Tuesday, May 10, 2011

Paradox of Isolation in Mass Society

People are genetically hard-wired to connect with other people. This urge is so strong that if you and me are the only ones on a desert island, we're automatically best friends.

As the population goes up, so do the choices. The fewer the people, the less picky anyone can afford to be. If you live in a village of 30, and one of you is obnoxious, well, you just have to put up with it. But if the population gets to 300, you're less inclined to tolerate this. If the population goes up to 30,000, you're less likely to tolerate even minor defects you perceive in others.

This inevitably leads to a troublesome conundrum, the effects of which we see all around us in modern mass society. We seek to be with other people, but since there are so many options, we get pickier. In a city of 500,000, you just eliminate people who are too young or too old, or maybe people from different backgrounds or of a different economic stratum.
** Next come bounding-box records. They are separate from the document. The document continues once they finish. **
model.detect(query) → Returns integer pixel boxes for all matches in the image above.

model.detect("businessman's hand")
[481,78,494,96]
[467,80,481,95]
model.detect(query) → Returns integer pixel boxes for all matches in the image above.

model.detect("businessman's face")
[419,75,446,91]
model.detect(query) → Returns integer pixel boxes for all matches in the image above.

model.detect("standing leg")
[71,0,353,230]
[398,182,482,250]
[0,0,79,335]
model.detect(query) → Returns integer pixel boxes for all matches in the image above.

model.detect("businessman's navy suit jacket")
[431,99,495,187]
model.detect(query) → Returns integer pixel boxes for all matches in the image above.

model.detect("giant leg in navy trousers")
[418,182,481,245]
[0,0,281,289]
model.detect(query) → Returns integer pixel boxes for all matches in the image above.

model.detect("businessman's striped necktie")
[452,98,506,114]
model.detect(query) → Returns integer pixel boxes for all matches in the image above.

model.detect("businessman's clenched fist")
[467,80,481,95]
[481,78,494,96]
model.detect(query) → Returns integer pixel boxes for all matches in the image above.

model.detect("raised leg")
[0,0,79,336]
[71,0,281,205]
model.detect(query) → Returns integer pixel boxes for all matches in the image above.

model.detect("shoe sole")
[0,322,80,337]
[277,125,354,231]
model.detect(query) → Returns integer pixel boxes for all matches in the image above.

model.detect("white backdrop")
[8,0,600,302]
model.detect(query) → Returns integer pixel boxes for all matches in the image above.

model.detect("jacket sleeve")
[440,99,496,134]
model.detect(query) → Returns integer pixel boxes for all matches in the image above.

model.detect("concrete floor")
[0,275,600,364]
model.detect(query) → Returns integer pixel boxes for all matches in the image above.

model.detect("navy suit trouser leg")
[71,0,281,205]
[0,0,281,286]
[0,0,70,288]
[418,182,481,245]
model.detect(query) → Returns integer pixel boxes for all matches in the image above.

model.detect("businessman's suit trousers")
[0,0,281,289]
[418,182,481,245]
Or because of political differences, even racial differences.

At a certain point you become thwarted: with so many options you develop the expectation that you can find someone without critically objectionable characteristics. So you're more likely to reject people for trivial reasons, e.g. this guy doesn't even like the Beatles!

Thus we end up with the weird paradox of people having difficulty finding people to be with even as they're surrounded by thousands of them. Because remember, even if you find someone you can accept, there's no guarantee they're going to accept YOU.

Lonely in an ocean of people. It doesn't make sense, but it seems to happen.